Ursolic acid (3β-hydroxyurs-12-en-28-oic acid) is a pentacyclin triterpenoid, containing six isoprene units (Figure 1). The molecular formula of UA is C30H48O3, and the structure of its α-amyrin skeleton contains two hydrogen bonds at positions 3 and 28, showing biological activities such as in position 3. The Hydroxyl group (OH) could provide a combination of a hydrogen atom and a radical; and a carbonyl group has the ability to chelate with metals [6]. UA can be found in many plants, fruits, and herbs.
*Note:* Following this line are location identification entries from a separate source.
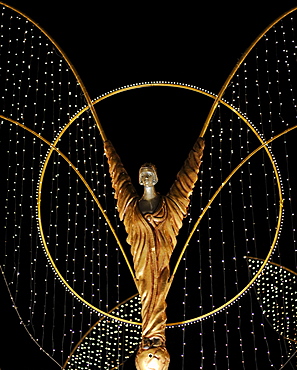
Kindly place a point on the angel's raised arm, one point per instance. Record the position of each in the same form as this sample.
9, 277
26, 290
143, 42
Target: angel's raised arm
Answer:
182, 188
120, 180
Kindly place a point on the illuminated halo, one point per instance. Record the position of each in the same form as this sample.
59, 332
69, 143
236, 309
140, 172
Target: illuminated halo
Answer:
263, 144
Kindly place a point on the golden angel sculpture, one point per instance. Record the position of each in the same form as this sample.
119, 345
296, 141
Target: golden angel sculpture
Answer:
93, 267
152, 223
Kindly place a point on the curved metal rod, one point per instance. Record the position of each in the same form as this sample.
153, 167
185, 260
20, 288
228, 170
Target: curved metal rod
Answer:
79, 80
201, 215
283, 268
251, 282
234, 70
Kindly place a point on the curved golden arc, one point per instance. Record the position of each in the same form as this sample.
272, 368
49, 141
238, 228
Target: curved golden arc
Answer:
236, 67
52, 262
283, 268
273, 263
79, 80
204, 211
223, 184
92, 327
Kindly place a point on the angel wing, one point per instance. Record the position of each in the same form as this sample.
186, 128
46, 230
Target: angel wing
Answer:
55, 178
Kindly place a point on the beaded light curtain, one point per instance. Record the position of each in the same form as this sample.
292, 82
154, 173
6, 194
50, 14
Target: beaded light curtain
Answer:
64, 258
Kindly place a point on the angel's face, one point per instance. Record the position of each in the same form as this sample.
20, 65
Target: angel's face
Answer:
147, 176
152, 359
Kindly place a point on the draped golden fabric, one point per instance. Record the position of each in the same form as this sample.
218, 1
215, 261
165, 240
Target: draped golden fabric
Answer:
152, 237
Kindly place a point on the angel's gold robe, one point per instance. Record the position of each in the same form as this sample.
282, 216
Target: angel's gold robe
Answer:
152, 236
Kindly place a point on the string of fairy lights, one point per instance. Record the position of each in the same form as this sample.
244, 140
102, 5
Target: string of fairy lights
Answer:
56, 293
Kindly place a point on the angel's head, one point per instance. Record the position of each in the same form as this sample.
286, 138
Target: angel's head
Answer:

The biological properties of UA include anti-angiogenic activity, antibacterial activity, antiprotozoal activity, anti-inflammatory actiity, anti-viral, anti-tumor activity, and anti-oxidation [10,11,12,13,14]. Woźniak et al. reported the pharmacological activities of UA, and also evaluated its effects via clinical phase I trials [15]. Furthermore, UA has been found to affect apoptosis in numerous cancer cells. UA changes the glycolytic pathway and promotes apoptosis in breast cancer cells [16], and it inactivates the Wnt/β-catenin signaling pathway in human osteosarcoma cells [17]. UA induces apoptosis by endoplasmic reticulum stress target, to activate c–Jun N-terminal kinase signaling (JNKs) in human urinary bladder cancer T24 cells [18], and it represses the invasiveness of gastric cancer SNU-484 cells by decreasing the level of matrix metalloproteinase (MMP) [19].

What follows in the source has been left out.